Cette décision, adoptée par cinq voix contre deux, rejette les conclusions d’une enquête conjointe menée par la CE et le Département des enquêtes spéciales (DSI), qui avait recommandé des poursuites. Les deux membres dissidents estiment que 134 personnes devraient encore répondre de leurs actes. Le dossier sera transmis au conseil de la CE, composé de sept membres, qui aura le dernier mot.
Un contexte politique sensible
La CE est au cœur des critiques depuis plusieurs mois. Son secrétaire général, originaire de Buriram, est réputé proche du parti Bhumjaithai. Ce dernier, dirigé par Anutin Charnvirakul et cofondé par Newin Chidchob, est directement cité dans les soupçons de collusion. Plusieurs figures du parti apparaissent dans les documents d’enquête, dont Chaichanok Chidchob, secrétaire général, et Paradorn Prissanananthakul, député.
Cette proximité nourrit les accusations de conflit d’intérêts. Des suppléants au Sénat et des avocats impliqués dans le dossier dénoncent des retards et des interférences possibles dans le processus. Ils demandent au DSI d’élargir son enquête financière sur les réseaux liés à la fraude présumée.
Des preuves statistiques troublantes
Au-delà des débats institutionnels, des éléments techniques renforcent les soupçons. Loy Chunpongtong, expert en mathématiques, a publié une analyse basée sur 200 millions d’images issues de 120 caméras de surveillance. Selon lui, plusieurs bulletins de vote présentent des schémas identiques, parfois par grappes de 24, 12 ou 10 bulletins.
Ces répétitions, jugées statistiquement improbables, suggèrent une coordination entre candidats. Dans certains cas, des votants ont même renoncé à voter pour eux-mêmes, préférant inscrire la même liste de dix noms « suggérés » par les organisateurs de la possible fraude. Pour l’expert, la probabilité que de tels résultats apparaissent naturellement est inférieure à celle de gagner trois fois de suite le gros lot de la loterie nationale.
Une bataille institutionnelle en cours
Le DSI rappelle que la décision de la sous-commission n’a pas de valeur juridique dans son enquête parallèle sur l’association criminelle et le blanchiment d’argent. Les deux procédures suivent des cadres légaux distincts. Le parquet spécial devra trancher, mais seul le conseil de la CE possède le pouvoir de statuer sur les infractions électorales.

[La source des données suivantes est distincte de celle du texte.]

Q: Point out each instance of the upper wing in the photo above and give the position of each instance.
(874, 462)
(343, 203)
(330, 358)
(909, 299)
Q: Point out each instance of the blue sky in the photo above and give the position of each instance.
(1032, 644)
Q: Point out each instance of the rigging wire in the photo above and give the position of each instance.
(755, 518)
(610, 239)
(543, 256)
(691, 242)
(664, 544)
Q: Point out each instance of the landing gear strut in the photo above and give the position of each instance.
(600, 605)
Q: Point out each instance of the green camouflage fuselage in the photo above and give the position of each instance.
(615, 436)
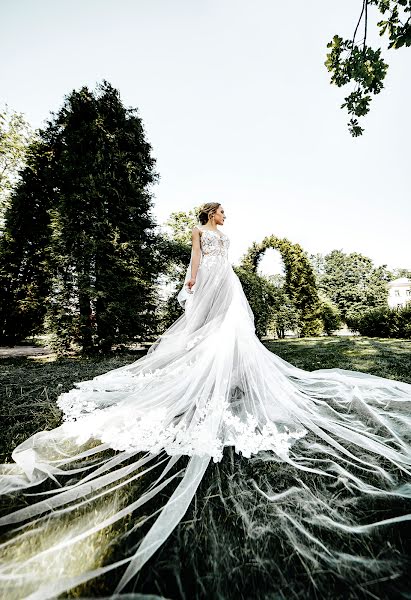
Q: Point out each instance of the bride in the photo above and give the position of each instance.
(151, 430)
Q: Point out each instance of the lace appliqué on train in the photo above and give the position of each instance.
(210, 429)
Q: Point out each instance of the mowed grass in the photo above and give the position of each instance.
(210, 554)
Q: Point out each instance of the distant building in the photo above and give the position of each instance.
(399, 292)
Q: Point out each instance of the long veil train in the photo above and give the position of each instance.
(137, 441)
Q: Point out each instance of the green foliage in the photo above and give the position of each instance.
(300, 285)
(285, 316)
(350, 61)
(330, 315)
(206, 553)
(352, 282)
(101, 253)
(261, 295)
(24, 250)
(181, 224)
(383, 322)
(15, 137)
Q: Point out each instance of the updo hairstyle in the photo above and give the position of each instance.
(206, 211)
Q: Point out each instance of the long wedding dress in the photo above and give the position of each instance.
(206, 383)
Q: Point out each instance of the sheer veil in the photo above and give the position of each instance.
(137, 442)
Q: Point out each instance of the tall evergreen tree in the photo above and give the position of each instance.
(24, 250)
(101, 252)
(352, 282)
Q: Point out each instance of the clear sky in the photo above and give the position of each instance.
(237, 105)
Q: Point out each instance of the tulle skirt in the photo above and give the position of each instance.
(206, 384)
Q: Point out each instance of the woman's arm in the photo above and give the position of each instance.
(195, 256)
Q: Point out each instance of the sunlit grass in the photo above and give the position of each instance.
(211, 553)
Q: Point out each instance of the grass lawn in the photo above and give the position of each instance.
(218, 552)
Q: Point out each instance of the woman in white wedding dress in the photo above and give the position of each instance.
(205, 384)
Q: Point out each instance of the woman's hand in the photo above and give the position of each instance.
(190, 283)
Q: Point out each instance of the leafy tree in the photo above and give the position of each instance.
(24, 250)
(180, 225)
(330, 315)
(101, 252)
(15, 136)
(383, 322)
(352, 60)
(262, 297)
(300, 284)
(352, 282)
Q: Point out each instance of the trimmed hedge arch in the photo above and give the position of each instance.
(300, 283)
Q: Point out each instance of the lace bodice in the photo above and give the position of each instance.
(214, 243)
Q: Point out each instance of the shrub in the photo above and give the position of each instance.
(383, 322)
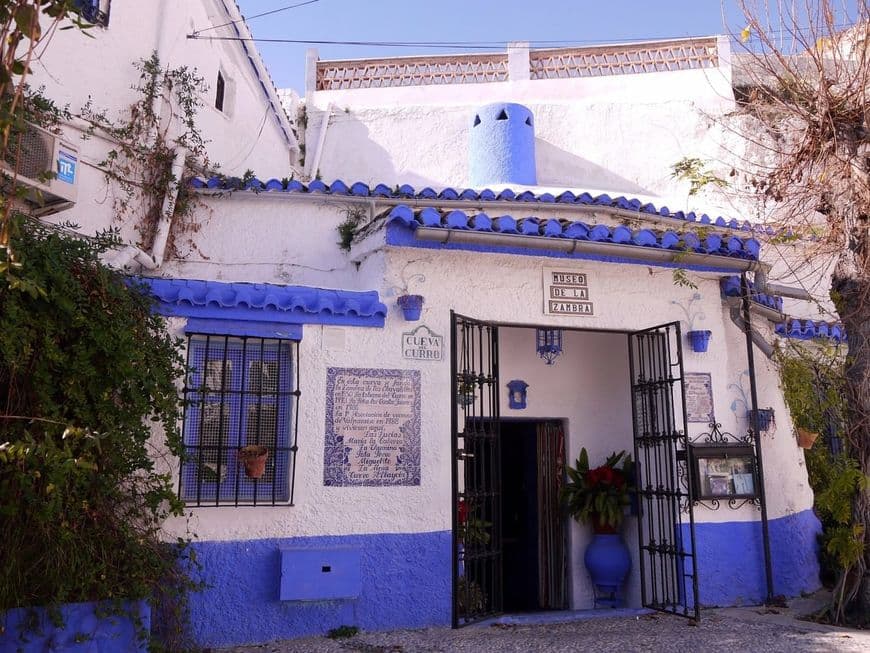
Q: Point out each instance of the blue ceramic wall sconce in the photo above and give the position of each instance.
(517, 394)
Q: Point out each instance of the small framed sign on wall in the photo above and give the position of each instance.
(566, 292)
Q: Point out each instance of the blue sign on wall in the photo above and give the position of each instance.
(66, 167)
(372, 427)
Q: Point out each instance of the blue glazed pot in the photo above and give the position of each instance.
(608, 562)
(700, 340)
(765, 417)
(411, 306)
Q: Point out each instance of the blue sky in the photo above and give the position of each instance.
(478, 21)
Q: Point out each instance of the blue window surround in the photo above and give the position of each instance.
(238, 391)
(282, 307)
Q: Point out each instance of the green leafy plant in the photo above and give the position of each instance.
(473, 531)
(146, 143)
(599, 495)
(86, 370)
(694, 170)
(342, 632)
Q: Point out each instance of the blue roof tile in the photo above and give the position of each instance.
(263, 301)
(360, 189)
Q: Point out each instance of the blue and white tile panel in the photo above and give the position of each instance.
(809, 330)
(731, 288)
(406, 191)
(259, 301)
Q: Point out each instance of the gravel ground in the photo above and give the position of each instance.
(735, 630)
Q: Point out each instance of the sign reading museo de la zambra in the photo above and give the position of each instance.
(566, 292)
(422, 344)
(372, 427)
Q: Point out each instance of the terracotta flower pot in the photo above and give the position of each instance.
(253, 457)
(806, 438)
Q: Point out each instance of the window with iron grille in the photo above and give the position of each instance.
(93, 11)
(239, 392)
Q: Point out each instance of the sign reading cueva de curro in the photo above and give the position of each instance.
(566, 292)
(422, 344)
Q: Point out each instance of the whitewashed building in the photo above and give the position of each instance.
(518, 196)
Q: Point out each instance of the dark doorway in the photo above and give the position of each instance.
(533, 536)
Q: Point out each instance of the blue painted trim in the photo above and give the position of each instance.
(807, 330)
(501, 149)
(263, 302)
(730, 286)
(320, 574)
(252, 329)
(731, 559)
(406, 583)
(400, 236)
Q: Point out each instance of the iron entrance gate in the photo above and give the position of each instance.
(477, 552)
(668, 566)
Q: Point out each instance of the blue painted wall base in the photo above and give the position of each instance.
(405, 584)
(731, 559)
(87, 628)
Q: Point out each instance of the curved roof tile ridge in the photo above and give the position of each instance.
(456, 219)
(200, 293)
(449, 193)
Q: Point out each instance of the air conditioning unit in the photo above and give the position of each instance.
(38, 152)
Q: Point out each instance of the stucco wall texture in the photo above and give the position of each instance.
(618, 135)
(406, 584)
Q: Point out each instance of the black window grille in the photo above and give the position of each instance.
(92, 11)
(239, 391)
(220, 89)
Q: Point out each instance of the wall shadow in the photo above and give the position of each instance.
(558, 167)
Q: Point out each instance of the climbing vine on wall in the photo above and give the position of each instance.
(86, 370)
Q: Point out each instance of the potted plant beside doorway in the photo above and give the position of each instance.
(599, 497)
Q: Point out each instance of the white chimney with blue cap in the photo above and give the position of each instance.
(502, 146)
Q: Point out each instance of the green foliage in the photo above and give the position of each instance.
(140, 165)
(342, 632)
(25, 26)
(599, 495)
(695, 172)
(347, 230)
(86, 371)
(681, 278)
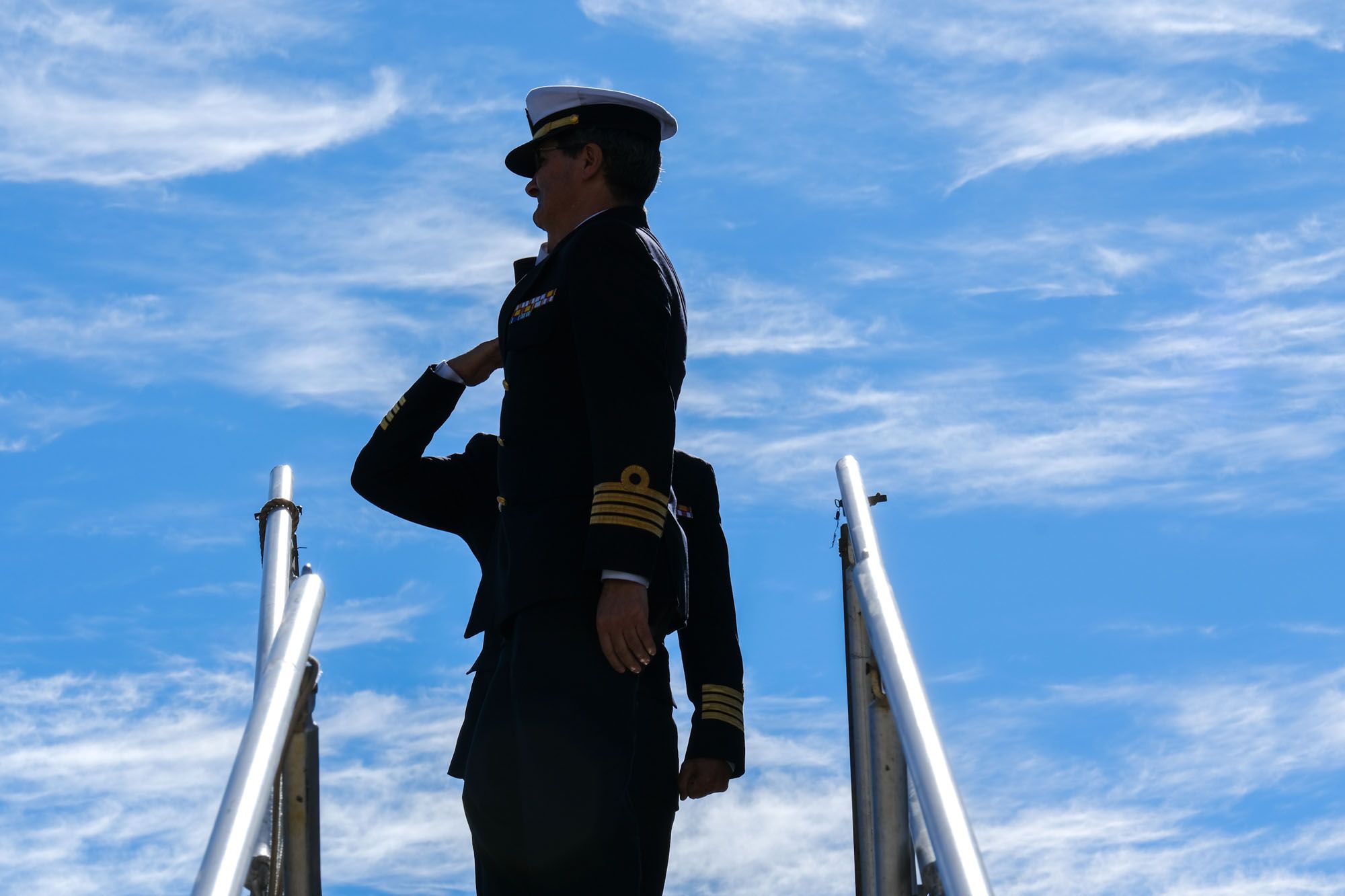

En attendant, l’opinion publique reste divisée. D’un côté, certains voient dans le vote de la sous-commission une tentative de clore un dossier explosif. De l’autre, les critiques dénoncent une manœuvre pour protéger des figures politiques influentes, notamment issues du Bhumjaithai, proche de l’armée et de l’establishment.
Une affaire emblématique
Cette affaire illustre les tensions persistantes autour du Sénat thaïlandais, dont la légitimité est régulièrement contestée. Elle met en lumière les liens étroits entre institutions électorales, partis politiques et influences des « pouvoirs en place », ainsi que les difficultés à garantir une transparence totale dans un système marqué par les réseaux d’influence.
Le conseil de la CE devrait examiner le dossier dans les prochains jours. Quelle que soit sa décision, elle aura un impact majeur sur la crédibilité de l’institution et sur la confiance des citoyens dans le processus démocratique.